The climb up Mount Ventoux is legendary among cyclists and Tour de France obsessives. It’s a punishing 12-mile ascent, rising 1,500m to the summit. On Sunday, Britain’s Chris Froome smashed it to be crowned reigning King of the Mountains (KOM) and increase his overall Tour lead.
But it’s Laurens ten Dam, who came in one minute and 53 seconds after Froome, who came away as “virtual KOM”. This new, highly unofficial ranking came about after the Dutch cyclist uploaded details of his ascent to the Strava mobile app. Strava, as The Independent reported on 4 July, is an increasingly popular way for riders to use their phone’s GPS or a bike computer to upload rides and compare times with others, but is it really fair for professionals like ten Dam to grab all the glory?
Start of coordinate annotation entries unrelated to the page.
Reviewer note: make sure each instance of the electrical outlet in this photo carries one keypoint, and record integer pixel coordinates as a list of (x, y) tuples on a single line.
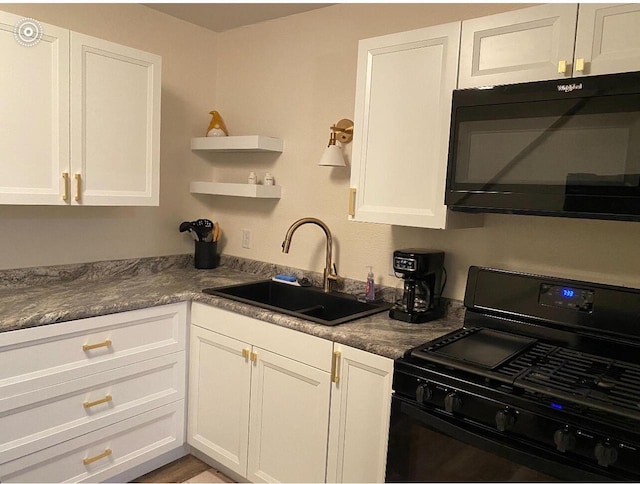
[(391, 271), (246, 238)]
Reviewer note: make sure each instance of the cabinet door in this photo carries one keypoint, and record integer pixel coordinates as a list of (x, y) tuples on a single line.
[(115, 123), (34, 102), (607, 40), (289, 420), (402, 114), (359, 428), (219, 384), (519, 46)]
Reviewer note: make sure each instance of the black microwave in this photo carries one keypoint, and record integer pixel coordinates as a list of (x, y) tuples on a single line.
[(567, 148)]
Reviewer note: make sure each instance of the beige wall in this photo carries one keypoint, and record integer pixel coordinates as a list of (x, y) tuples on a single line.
[(290, 78), (35, 236), (293, 78)]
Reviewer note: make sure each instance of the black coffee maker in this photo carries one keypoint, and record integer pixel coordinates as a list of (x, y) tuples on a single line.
[(417, 299)]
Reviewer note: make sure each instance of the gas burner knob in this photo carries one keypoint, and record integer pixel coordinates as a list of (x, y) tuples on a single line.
[(564, 439), (424, 393), (505, 419), (606, 454), (452, 403)]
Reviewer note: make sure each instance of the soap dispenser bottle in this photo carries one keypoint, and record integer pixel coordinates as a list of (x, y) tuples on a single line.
[(370, 290)]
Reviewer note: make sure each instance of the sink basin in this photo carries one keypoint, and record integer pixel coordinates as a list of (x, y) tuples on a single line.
[(304, 302)]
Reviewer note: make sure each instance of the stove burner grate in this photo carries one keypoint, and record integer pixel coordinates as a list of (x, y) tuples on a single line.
[(600, 383)]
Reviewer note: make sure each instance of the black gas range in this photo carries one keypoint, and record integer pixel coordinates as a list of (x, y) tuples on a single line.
[(541, 383)]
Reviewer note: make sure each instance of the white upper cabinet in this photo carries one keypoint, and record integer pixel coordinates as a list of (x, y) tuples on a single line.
[(552, 41), (402, 113), (608, 39), (81, 120), (34, 125), (519, 46), (115, 121)]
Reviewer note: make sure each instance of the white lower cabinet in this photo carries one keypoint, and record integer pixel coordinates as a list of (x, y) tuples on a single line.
[(276, 405), (360, 412), (93, 399), (100, 455)]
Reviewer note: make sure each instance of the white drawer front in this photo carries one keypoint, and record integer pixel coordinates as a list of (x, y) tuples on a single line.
[(130, 443), (33, 421), (47, 355)]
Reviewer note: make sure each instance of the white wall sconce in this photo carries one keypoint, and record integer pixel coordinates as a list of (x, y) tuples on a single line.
[(343, 132)]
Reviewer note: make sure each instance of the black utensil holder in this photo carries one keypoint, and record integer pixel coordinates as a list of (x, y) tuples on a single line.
[(206, 256)]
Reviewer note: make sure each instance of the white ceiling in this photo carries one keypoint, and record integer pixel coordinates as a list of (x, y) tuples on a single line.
[(225, 16)]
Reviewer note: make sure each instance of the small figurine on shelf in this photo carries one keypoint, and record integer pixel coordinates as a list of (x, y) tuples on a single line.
[(216, 126)]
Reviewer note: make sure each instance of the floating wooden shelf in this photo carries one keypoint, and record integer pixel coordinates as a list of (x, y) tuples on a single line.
[(236, 189), (237, 143)]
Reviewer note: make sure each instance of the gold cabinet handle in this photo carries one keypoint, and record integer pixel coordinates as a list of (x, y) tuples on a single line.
[(106, 343), (91, 460), (106, 399), (335, 367), (352, 201), (78, 187), (65, 194), (562, 67)]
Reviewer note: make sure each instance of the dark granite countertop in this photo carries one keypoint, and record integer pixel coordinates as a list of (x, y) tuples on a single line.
[(39, 296)]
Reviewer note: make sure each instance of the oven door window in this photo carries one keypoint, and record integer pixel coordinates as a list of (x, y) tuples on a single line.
[(586, 145), (420, 452)]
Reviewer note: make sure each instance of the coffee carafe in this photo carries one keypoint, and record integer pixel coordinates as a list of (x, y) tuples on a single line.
[(418, 294)]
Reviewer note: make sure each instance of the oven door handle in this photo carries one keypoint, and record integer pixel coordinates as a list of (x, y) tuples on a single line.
[(516, 450)]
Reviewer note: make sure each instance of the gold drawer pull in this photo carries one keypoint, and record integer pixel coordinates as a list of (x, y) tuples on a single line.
[(91, 460), (106, 343), (78, 187), (106, 399), (335, 367), (65, 177)]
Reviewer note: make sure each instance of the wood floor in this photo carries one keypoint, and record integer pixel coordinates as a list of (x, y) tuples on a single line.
[(185, 469)]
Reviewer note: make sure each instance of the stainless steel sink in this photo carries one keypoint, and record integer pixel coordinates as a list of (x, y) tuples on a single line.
[(304, 302)]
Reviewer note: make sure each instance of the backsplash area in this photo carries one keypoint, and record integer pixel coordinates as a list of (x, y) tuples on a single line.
[(12, 279)]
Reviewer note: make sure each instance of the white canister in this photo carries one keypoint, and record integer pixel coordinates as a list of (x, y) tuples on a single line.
[(268, 179)]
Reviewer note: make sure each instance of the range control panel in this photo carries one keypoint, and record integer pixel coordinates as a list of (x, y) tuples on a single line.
[(566, 297)]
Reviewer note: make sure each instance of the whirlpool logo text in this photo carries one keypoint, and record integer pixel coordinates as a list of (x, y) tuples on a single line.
[(569, 87)]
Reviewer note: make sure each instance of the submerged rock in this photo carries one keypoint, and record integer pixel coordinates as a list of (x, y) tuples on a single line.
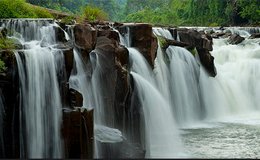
[(143, 39), (76, 98), (77, 130), (254, 35), (235, 39)]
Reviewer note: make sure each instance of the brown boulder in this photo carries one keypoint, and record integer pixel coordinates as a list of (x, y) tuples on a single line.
[(69, 60), (76, 98), (85, 37), (207, 60), (235, 39), (109, 34), (143, 39), (254, 35), (195, 39), (3, 32), (60, 34), (77, 131)]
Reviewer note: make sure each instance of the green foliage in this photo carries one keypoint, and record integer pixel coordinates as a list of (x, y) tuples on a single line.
[(20, 9), (91, 14), (68, 20), (165, 12), (250, 9), (2, 66), (6, 43)]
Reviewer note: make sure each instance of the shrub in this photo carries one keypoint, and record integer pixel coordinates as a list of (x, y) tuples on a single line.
[(6, 43), (21, 9), (2, 66), (91, 14)]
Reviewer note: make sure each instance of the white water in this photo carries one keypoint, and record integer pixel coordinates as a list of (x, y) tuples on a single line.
[(161, 134), (2, 115), (236, 88), (40, 97), (79, 80)]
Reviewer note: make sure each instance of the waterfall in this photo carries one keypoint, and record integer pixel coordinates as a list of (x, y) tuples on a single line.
[(236, 87), (40, 107), (2, 115), (161, 134), (178, 77)]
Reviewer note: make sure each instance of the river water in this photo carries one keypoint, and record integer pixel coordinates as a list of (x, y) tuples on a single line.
[(232, 129)]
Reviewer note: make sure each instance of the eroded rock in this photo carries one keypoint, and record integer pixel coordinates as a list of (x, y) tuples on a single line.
[(235, 39), (143, 39)]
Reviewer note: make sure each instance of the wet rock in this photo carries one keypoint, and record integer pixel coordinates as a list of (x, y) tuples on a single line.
[(195, 39), (9, 85), (60, 34), (122, 55), (122, 150), (17, 44), (69, 60), (217, 34), (173, 32), (85, 37), (76, 98), (109, 34), (3, 32), (254, 35), (235, 39), (143, 39), (117, 24), (165, 43), (77, 131), (207, 60)]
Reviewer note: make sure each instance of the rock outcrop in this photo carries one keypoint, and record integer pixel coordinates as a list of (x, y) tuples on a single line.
[(203, 43), (142, 38), (235, 39)]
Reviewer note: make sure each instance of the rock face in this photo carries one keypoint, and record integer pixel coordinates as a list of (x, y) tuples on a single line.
[(77, 131), (235, 39), (9, 85), (85, 37), (142, 38), (203, 43), (254, 35)]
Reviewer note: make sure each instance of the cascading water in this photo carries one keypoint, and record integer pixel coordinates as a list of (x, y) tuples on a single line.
[(2, 115), (40, 108), (178, 73), (161, 134)]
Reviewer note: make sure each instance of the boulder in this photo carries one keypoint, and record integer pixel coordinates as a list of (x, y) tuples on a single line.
[(60, 34), (76, 98), (203, 43), (165, 43), (3, 32), (77, 131), (235, 39), (207, 60), (217, 34), (143, 39), (173, 32), (254, 35), (195, 39), (109, 34), (69, 60), (85, 37)]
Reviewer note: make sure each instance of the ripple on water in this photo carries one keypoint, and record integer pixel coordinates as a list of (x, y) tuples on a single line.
[(228, 140)]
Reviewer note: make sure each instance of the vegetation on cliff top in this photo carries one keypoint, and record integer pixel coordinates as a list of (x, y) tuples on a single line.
[(21, 9), (168, 12)]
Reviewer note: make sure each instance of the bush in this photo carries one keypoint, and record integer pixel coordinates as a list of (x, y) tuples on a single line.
[(21, 9), (91, 14), (6, 43)]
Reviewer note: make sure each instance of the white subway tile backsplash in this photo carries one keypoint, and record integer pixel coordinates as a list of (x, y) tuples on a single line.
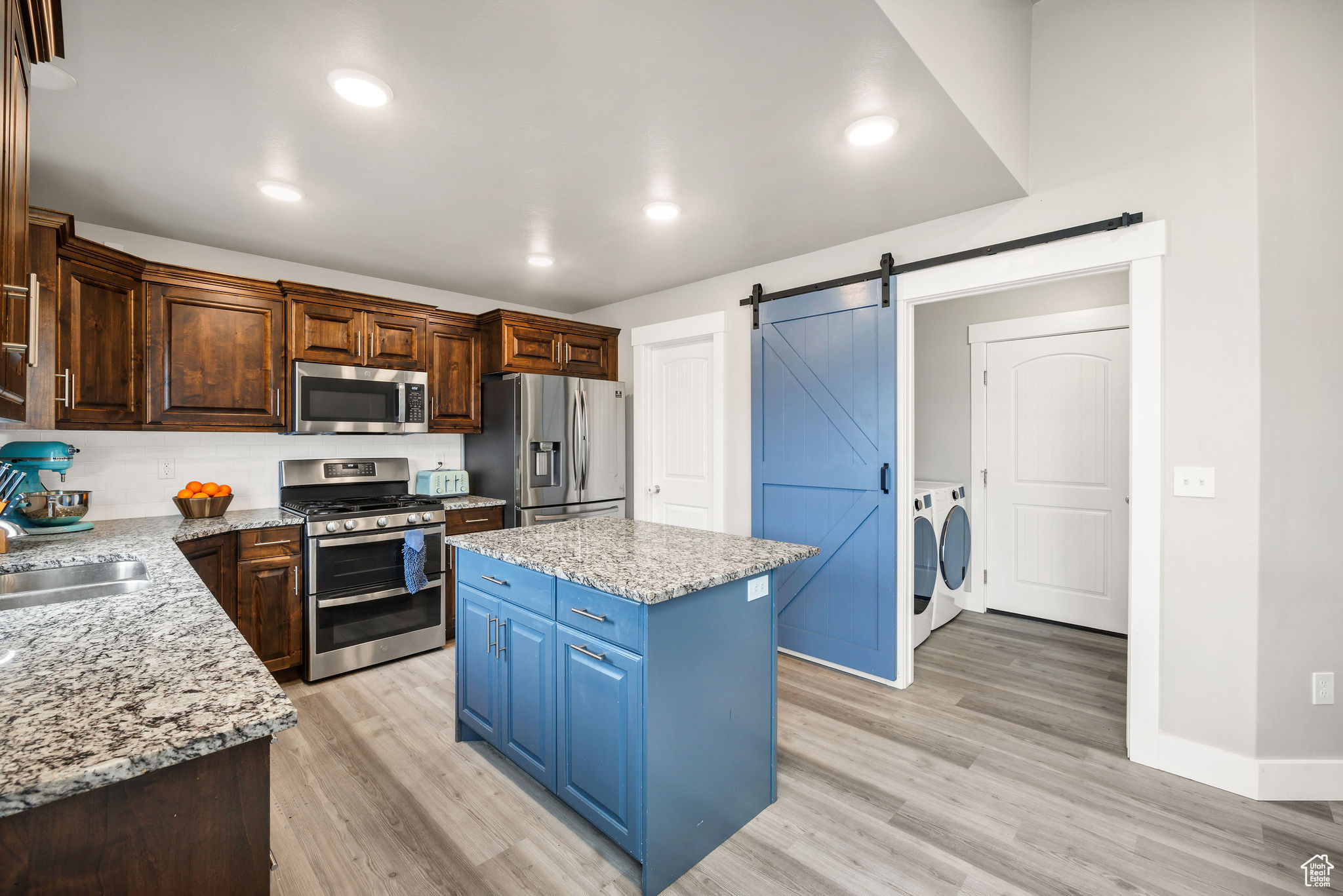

I mean, it seems a bit much that he’s KoM ahead of 4,000 other (mainly) mortal riders. He knocked off the ride in 58min 17sec, while the slowest on Strava took five hours. It’s just not cricket.
Take me for example. This weekend I cruised from London to Brighton as part of the British Heart Foundation’s excellent yearly night ride. With a car-free road I managed to nab 391st place out of 948 previous Strava riders on the gruelling Devil’s Dyke climb. I say gruelling – it’s only 2.6 miles long with a 70m ascent but took me 13min 44sec and I’d be bloody angry if some pro came sailing past my time. The current KOM is a local lad called Peter Morris from Lewes Wanderers Cycle Club. His time is an astonishing 7min 57sec but I assume, like me, he has a day job. I might be way off his pace but at least I’m not trying to compete with a superhuman Tour de France rider.